I ask for silence (Pablo Neruda)

March 23, 2009

Translations

(Translation (c) Heidi Fischbach. Read Neruda’s original “Pido Silencio” here

Now if you’d leave me in peace.
Now if you’d get on without me.

I am going to close my eyes

And I only want five things,
five favorite roots.

The first is love without end.

The second is to see autumn.
I cannot be without leaves
flying away and returning to earth.

Third is grave winter,
the rain I loved, the caress
of a fire in a wilderness of cold.

In fourth place is summertime
round like a watermelon.

The fifth thing is your eyes,
Matilde, my love, my beloved,
I don’t want to sleep without your eyes,
I don’t want to be without you seeing me:
I’d trade springtime
for your gaze still upon me.

My friends, all of that is what I want.
It’s nearly nothing and almost everything.
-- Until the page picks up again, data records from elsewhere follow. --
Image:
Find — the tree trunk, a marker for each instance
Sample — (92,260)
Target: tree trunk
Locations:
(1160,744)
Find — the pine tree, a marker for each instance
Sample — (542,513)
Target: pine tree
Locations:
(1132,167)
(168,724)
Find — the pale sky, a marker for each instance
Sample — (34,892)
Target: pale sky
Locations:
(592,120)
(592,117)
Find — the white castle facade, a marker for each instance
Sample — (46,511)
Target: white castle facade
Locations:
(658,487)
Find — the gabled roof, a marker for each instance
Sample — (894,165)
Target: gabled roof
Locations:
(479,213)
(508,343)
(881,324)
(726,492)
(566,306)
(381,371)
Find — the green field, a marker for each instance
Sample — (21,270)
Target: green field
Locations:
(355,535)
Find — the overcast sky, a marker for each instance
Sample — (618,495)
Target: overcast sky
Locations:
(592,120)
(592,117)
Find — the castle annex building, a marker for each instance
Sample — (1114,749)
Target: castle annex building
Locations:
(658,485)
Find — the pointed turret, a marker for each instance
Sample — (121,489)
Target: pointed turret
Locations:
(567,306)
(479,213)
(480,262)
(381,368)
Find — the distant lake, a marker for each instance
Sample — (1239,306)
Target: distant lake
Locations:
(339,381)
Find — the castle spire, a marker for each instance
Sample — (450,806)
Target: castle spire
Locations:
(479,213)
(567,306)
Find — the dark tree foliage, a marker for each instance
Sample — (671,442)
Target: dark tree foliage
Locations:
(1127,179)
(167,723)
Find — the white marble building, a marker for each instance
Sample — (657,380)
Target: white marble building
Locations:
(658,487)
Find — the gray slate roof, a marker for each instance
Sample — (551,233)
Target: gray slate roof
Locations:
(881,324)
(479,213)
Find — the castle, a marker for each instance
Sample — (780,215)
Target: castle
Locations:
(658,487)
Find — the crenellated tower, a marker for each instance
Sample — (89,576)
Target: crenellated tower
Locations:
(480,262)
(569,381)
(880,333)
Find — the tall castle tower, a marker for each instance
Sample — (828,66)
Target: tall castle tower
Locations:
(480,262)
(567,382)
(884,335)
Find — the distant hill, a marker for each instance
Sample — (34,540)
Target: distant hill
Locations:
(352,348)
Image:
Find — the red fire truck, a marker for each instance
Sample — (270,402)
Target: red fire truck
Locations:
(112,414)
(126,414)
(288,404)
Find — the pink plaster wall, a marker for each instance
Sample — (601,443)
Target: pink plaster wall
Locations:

And now if you wish you may leave.

So much have I lived that one day
you’ll have to make yourselves forget me,
erasing the blackboard of me:
my heart was endless.

But just because I ask for silence
don’t go thinking I’m about to die:
au contraire!:
it so happens I am going to be lived.

It just so happens that I am and I keep being.

I will not be dying for within me
grains will grow,
first the kernels that break through
the ground to see light,
but mother earth is dark:
and inside me I am dark:
I am like a well in whose waters
the nighttime leaves her stars
and goes on alone through the fields.

This is about my having lived so much
that I want to live another much.

Never have I felt such resonance,
never have I had so many kisses.

Now, as always, it is early.
The light takes flight with her bees.

Leave me alone with this day.
I ask permission to be born.

  1. jim montgomery says:

    I was watching Betty Kaplan’s film of Isabel Allende’s “de Amor y des Sombra”, and part of “Pido Silencio” was quoted. Your Website (and translation) popped up in my Google search. Thank you.

  2. Fernando says:

    I enjoyed this translation as much as the original Spanish version. I’m sure even Neruda would have applauded especially this verse: It’s nearly nothing and almost everything. Much much stronger than: es casi todo y casi nada.